Article de Pierre Bataille, Margot Déage, Manon Baheu, et al.

Paru dans la revue Revue française des affaires sociales, n° 2, avril-juin 2025, pp. 137-173.

Mots clés : Lien social-Précarité, Enseignement supérieur, Étudiant, Vulnérabilité, Précarité, Conditions de vie, Revenu, Logement, Santé, Stress, Étranger, Niveau de vie

Cet article examine la précarité doctorale en s’appuyant sur le cas des doctorant·es de l’Université Grenoble Alpes (UGA).
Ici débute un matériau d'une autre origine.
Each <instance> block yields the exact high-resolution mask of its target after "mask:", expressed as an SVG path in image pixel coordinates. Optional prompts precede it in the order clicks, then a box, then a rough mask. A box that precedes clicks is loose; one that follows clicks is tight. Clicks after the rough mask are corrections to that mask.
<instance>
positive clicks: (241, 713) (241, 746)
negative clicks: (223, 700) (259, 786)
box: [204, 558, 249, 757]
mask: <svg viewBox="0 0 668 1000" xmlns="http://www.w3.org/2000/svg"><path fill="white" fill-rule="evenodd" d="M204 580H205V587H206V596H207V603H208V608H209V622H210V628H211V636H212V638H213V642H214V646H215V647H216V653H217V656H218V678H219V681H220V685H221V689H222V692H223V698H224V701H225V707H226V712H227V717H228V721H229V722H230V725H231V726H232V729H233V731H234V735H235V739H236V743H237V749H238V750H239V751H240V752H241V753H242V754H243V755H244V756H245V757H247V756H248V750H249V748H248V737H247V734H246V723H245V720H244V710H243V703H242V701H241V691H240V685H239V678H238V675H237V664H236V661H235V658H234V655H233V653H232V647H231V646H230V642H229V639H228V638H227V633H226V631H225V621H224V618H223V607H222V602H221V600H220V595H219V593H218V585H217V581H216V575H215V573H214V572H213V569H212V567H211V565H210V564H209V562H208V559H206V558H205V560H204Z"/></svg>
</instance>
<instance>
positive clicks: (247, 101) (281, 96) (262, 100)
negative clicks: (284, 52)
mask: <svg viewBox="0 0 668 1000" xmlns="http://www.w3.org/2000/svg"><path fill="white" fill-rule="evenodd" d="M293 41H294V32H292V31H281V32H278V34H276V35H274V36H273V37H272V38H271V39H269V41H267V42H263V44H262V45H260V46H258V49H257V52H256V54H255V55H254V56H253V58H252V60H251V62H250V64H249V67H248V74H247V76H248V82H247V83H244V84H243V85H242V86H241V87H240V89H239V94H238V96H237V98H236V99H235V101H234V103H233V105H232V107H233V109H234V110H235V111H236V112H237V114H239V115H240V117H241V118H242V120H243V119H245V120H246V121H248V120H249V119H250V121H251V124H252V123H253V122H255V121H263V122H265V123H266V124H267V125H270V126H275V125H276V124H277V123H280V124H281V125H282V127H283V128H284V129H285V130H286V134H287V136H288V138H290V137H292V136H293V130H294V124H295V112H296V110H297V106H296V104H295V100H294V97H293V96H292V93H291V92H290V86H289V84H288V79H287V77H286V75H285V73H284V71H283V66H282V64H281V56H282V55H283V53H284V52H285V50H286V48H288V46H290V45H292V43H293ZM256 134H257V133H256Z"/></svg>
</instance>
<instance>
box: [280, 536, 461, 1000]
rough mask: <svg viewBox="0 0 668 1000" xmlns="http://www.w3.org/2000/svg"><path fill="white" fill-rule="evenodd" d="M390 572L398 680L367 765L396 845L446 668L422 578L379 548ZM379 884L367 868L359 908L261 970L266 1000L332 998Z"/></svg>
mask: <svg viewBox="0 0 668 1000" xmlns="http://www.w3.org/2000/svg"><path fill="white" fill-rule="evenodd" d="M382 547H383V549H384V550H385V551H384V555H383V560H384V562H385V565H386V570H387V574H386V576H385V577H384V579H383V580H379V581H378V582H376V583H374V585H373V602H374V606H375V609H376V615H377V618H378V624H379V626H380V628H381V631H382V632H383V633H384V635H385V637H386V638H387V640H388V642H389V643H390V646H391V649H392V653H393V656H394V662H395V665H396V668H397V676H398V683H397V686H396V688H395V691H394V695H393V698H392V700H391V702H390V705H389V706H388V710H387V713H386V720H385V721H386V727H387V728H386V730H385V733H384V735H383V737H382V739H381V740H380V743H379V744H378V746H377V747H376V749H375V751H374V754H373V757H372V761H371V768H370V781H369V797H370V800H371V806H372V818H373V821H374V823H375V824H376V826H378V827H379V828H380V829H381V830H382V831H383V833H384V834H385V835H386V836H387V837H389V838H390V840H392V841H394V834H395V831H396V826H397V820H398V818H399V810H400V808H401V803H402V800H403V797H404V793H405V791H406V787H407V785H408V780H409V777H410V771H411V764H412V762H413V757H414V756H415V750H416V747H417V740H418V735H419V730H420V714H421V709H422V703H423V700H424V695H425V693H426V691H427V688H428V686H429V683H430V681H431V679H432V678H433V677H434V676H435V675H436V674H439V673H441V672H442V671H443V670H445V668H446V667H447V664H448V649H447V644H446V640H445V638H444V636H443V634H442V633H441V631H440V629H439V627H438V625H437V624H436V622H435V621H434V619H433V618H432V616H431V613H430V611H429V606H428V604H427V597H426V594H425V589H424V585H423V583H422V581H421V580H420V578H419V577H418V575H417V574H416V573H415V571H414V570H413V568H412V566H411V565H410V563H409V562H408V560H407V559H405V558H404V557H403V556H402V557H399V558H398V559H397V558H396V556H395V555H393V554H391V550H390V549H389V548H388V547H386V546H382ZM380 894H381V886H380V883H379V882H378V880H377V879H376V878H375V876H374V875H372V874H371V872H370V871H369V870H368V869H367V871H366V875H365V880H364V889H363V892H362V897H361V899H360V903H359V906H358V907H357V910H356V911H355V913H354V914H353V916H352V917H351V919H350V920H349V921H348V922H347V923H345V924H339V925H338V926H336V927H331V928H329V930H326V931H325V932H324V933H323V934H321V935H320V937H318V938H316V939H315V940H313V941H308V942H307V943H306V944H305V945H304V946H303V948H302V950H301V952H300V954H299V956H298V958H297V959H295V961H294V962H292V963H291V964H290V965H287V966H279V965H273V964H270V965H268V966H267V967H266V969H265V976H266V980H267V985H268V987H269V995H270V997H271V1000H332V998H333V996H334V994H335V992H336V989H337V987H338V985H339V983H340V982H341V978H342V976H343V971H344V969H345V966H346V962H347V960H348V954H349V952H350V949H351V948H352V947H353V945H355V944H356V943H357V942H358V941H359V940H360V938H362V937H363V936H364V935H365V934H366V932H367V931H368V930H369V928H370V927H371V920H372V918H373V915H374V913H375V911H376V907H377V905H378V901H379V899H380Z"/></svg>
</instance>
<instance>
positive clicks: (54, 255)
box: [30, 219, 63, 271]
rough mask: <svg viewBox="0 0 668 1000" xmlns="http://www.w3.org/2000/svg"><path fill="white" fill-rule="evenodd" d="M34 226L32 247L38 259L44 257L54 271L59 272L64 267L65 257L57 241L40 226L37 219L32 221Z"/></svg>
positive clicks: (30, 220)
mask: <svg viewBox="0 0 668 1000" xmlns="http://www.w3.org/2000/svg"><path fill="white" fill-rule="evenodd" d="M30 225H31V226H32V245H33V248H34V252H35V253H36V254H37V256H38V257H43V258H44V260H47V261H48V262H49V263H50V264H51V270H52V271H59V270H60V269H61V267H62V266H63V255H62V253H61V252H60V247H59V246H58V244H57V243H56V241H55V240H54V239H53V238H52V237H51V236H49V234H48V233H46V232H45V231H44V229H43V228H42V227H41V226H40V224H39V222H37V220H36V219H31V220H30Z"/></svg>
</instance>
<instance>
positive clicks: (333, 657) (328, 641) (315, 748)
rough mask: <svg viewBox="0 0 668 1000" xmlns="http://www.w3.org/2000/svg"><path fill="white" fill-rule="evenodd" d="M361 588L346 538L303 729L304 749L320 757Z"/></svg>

Il met en évidence le caractère multidimensionnel de cette précarité, qui ne se limite pas aux difficultés économiques, mais englobe également des aspects matériels, relationnels, professionnels et sanitaires. Il se propose ainsi de déplier les expériences de la précarité doctorale. L’étude repose sur une enquête menée en 2023-2024 auprès de 3 001 doctorant·es de l’UGA, avec un taux de réponse de 32 %. Après redressement des données, cinq formes spécifiques de précarité ont été identifiées. La précarité économique se manifeste par des revenus insuffisants, des restrictions budgétaires et une perception négative de la situation financière. La précarité résidentielle concerne l’accès au logement et ses conditions, une part importante des doctorant·es faisant face à des logements insalubres ou mal équipés. La précarité sanitaire, quant à elle, se traduit par une forte dégradation de la santé mentale et des renoncements aux soins. Sur le plan relationnel, l’isolement social et les difficultés de conciliation entre vie professionnelle et personnelle sont des enjeux majeurs. Enfin, la précarité professionnelle est liée aux conditions de travail, aux ressources disponibles et à l’encadrement. L’analyse factorielle multiple utilisée dans l’étude met en évidence trois grandes dimensions structurant la précarité doctorale : économique et matérielle, professionnelle, ainsi que relationnelle et sanitaire. Quatre profils de doctorants se distinguent en fonction de leur niveau d’exposition aux différentes formes de précarité. L’étude souligne également les disparités sociales face à ces formes de précarité : les doctorant·es en situation de migration internationale et ceux et celles issu·es de milieux sociaux défavorisés sont particulièrement vulnérables sur le plan relationnel et économique ; les doctorant·es en sciences humaines et sociales apparaissent pour leur part davantage exposé·es aux difficultés professionnelles, économiques et sanitaires. D’un point de vue plus général, les analyses établissent le constat d’un niveau de santé plus faible chez les doctorant·es que dans l’ensemble de la population étudiante ainsi que des niveaux particulièrement élevés d’exposition aux risques de précarité matérielle et économique chez les doctorant·es étranger·ères.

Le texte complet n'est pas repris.